Navy brought in to help with search for bodies

Eric Hertz
Eric Hertz
The head of a Navy team using sonar to search for aircraft wreckage off the Waikato coast says it's possible the bodies of 2degrees boss Eric Hertz and his wife Kathy may never be found.

But Warrant Officer James Harper - officer in charge of the Navy's Mine Countermeasures team - said he was taking confidence from the progress of a five-hour, 1km-square sonar scan of the ocean floor this afternoon (Mon).

Mr Hertz, 58, and his wife, 64, were flying to Timaru to visit their daughter on Saturday. During the flight he reported engine trouble and ditched the plane into the sea.

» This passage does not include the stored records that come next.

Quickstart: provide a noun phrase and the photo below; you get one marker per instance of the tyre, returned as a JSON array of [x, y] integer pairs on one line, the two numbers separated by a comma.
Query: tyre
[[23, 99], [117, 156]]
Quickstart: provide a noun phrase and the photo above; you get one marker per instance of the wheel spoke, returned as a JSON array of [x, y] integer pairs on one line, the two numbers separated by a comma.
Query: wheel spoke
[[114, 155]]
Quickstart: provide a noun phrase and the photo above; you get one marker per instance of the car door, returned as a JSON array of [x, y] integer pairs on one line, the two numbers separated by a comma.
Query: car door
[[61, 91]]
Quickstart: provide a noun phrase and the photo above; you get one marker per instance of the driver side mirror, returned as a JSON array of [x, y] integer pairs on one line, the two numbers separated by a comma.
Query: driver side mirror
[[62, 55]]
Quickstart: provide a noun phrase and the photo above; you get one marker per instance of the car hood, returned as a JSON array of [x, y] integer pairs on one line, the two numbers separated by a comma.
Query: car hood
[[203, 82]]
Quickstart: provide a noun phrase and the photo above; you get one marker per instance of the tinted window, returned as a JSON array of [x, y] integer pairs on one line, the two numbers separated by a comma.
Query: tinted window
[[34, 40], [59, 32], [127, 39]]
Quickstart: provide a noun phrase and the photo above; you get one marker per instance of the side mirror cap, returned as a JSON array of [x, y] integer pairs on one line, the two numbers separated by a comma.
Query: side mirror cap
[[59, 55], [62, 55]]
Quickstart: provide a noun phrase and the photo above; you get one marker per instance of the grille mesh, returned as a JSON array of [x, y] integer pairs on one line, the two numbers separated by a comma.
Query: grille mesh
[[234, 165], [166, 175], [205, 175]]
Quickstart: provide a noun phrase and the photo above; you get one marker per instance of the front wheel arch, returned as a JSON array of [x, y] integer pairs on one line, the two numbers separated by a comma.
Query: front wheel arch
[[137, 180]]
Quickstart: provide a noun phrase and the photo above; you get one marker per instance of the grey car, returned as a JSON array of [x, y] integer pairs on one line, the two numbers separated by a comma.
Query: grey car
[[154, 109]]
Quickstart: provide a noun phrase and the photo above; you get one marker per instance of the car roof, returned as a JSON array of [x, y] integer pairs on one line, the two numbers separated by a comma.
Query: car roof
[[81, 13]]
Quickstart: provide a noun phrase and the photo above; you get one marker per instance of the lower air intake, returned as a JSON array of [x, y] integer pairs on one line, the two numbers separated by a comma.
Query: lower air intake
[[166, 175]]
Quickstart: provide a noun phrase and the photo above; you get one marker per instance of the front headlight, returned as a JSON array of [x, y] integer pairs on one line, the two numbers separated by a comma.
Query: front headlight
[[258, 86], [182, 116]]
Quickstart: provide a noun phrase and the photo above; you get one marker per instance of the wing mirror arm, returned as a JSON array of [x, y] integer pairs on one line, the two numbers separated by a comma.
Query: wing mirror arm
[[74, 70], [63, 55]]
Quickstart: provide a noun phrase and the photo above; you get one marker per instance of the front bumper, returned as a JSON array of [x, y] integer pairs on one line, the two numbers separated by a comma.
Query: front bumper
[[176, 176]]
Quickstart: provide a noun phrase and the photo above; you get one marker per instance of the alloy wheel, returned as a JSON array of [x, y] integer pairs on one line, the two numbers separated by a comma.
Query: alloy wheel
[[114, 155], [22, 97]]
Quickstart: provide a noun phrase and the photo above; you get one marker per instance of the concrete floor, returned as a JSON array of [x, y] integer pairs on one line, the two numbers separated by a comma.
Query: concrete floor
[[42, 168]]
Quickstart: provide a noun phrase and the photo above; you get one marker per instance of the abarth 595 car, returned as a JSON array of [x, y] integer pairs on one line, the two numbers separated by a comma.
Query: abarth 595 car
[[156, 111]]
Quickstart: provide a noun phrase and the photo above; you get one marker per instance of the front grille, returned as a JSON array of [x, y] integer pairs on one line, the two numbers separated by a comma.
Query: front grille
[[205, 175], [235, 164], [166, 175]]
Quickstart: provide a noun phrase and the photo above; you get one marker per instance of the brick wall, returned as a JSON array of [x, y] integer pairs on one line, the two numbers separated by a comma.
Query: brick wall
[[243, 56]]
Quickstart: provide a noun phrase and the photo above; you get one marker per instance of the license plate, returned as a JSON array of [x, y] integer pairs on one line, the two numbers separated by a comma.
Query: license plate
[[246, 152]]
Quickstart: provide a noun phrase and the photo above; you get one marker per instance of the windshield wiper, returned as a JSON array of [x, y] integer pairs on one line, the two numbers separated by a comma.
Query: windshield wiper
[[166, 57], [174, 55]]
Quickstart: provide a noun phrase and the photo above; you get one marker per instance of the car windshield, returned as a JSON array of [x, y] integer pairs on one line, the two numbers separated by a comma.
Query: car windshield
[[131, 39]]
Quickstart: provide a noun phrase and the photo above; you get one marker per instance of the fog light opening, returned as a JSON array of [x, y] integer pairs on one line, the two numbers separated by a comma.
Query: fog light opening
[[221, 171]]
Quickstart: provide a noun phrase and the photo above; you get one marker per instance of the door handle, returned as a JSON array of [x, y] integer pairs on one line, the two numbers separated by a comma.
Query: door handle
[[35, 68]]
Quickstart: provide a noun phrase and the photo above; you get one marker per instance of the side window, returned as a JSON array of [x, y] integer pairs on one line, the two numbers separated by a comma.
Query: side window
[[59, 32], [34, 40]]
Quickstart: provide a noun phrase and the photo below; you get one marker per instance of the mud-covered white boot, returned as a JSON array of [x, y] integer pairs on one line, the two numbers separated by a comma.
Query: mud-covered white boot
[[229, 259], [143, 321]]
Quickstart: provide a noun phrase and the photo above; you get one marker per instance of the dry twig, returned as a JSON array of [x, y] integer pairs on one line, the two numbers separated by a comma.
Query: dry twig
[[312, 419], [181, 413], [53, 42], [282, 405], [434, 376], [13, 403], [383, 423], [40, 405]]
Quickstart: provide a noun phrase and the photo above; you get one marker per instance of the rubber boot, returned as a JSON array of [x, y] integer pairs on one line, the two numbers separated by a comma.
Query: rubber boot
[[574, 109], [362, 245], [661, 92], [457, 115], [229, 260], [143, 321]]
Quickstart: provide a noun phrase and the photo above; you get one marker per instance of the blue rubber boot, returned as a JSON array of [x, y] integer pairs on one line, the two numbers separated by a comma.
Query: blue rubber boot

"Everything is based on the best information you get at the time," Warrant Officer Harper told a media conference in Raglan today.

A 20-strong team of Navy, police and Coastguard staff and volunteers were doing their "utmost" to retrieve the bodies, believed to be in the wreckage 60 metres below the surface.

Sea conditions were fair today, with swells of around 2m.

"Can I put a confidence factor on it? Not necessarily now, but I have a reasonable confidence level in what we're achieving today."

The sonar device being used captured data that would be analysed on shore.

If the wreckage wasn't found, the search area would be widened tomorrow.

Sergeant Warren Shaw said it was hoped the wreckage would be located today but even if its position was found on the ocean floor it could be at the limits of the depth divers could reach - around 60 metres below the sea surface.

"Police are thus relying heavily on the expertise of the Navy and their experience in this field," he said.

"One of the major challenges we're facing is that we're dealing with an aircraft that has potentially impacted with the water at high speed and broken up.

"To compound things further, there's the potential for objects from the wreckage to drift up to 5km a day due to ... currents."

A buoy was dropped at the scene where debris from the plane and an oil slick were discovered, about 20km northwest of the entrance to Kawhia Harbour.

An aerial search today was also scanning for debris on the shoreline, which may indicate drift patterns.